A federal grand jury indicted him in 2017.
Assistant U.S. Attorney Eric Olshan said Ranieri “abdicated his responsibility as a physician when he prescribed powerful narcotic drugs to two of his patients” whom he knew were addicts. In all, he prescribed 1,700 doses of oxycodone, fentanyl and oxymorphone.
“This conduct is a stunning betrayal of the defendant’s oath as a physician and more broadly the trust the community places in medical practitioners,” Mr. Olshan said in sentencing papers. “The defendant is a highly educated professional, who maintained a series of medical practices for many years. He cannot claim ignorance of the law as it relates to dispensing practices. He knew what he was doing was wrong the entire time he was doing it.”
Ranieri’s Cleveland lawyer, Richard Blake, said his client is a man of deep faith “whose primary purpose in life has been to help others.”
Mr. Blake said Ranieri suffered two herniated discs in the 1990s and got hooked on opiates and eventually developed a dependence on Xanax and Valium. He went through substance abuse treatment and decided to dedicate himself to helping others wean off drugs.
He started working in anesthesia in State College, Pa., and became the manager of a pain clinic there, eventually running his own practice. When his contract was not renewed in 2005, he moved to Jameson Hospital in New Castle as an anesthesiologist. But his contract there was not renewed either because the hospital had too many anesthesiologists, his lawyer said.
He eventually connected with a pain doctor in Youngstown who wanted someone to take over for him. Ranieri bought the practice with a $ 900,000 Small Business Association loan, Mr. Blake said.
He saw patients in Youngstown and at Jameson Hospital and eventually opened another office in Pittsburgh that required him to buy medical equipment. Under financial pressure, he also bought a pain practice in Columbus to bring in more income. He hired his son but was unable to retain competent staff.
Soon, Mr. Blake said, “he was in over his head.”

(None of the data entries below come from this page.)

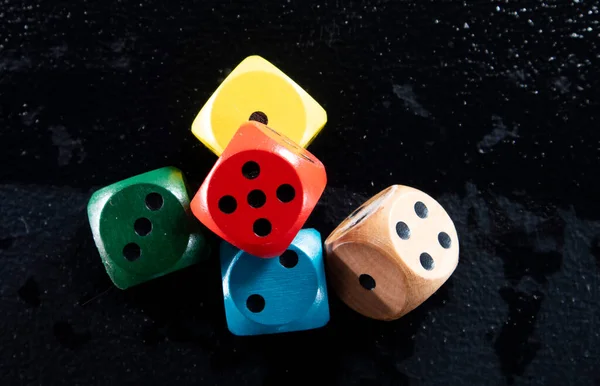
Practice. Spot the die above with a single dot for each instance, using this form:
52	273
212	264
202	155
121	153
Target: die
143	227
267	296
392	253
258	89
260	192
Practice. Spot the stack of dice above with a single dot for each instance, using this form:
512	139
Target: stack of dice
383	260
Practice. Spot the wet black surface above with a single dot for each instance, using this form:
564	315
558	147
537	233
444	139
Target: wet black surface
492	108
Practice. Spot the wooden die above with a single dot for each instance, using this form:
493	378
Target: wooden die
392	253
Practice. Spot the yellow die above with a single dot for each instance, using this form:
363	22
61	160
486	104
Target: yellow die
256	85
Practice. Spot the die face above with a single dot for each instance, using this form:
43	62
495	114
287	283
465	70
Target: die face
260	192
277	99
361	215
287	107
363	272
368	280
423	234
400	246
255	197
265	296
143	228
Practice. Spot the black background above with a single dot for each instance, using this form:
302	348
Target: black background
490	107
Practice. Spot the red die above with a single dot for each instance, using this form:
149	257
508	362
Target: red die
260	192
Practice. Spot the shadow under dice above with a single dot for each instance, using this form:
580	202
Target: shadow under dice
143	228
286	293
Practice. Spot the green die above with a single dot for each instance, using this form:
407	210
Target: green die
144	229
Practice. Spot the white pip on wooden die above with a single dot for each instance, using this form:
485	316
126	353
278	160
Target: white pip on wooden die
392	253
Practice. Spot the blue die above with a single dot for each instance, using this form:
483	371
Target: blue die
280	294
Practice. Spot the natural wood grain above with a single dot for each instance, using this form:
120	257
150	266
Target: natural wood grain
407	264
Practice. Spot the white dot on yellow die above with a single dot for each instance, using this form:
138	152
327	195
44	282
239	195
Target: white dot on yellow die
255	85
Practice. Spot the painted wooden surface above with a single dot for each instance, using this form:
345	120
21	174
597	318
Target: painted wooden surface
257	86
281	294
261	191
144	229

At that point, the doctor in Pittsburgh from whom he rented his office space introduced him to the principles at Universal Oral Fluid, who pitched him their system for performing toxicology screens for maintaining patient compliance, Mr. Blake said. It was during that time that he prescribed the illegal drugs to the two patients.
“Dr. Ranieri had become overwhelmed with maintaining three offices that were necessary to service the debts he had accumulated and was unable to train and maintain a staff necessary to ensure required patient compliance,” Mr. Blake said. “It is important to note that Dr. Ranieri did not operate a ‘pill mill’ commonly referenced now in connection with the opioid epidemic nor has the government accused him of doing so.”
In a statement to the judge, Ranieri said he takes full responsibility for what he did but said he allowed himself to become financially strained and “stretched too thin” to give patients his full attention.
“Unfortunately that caused me to commit offenses that run directly contrary to the mission of my career, which was to help people no longer be dependent on pain medications,” he said.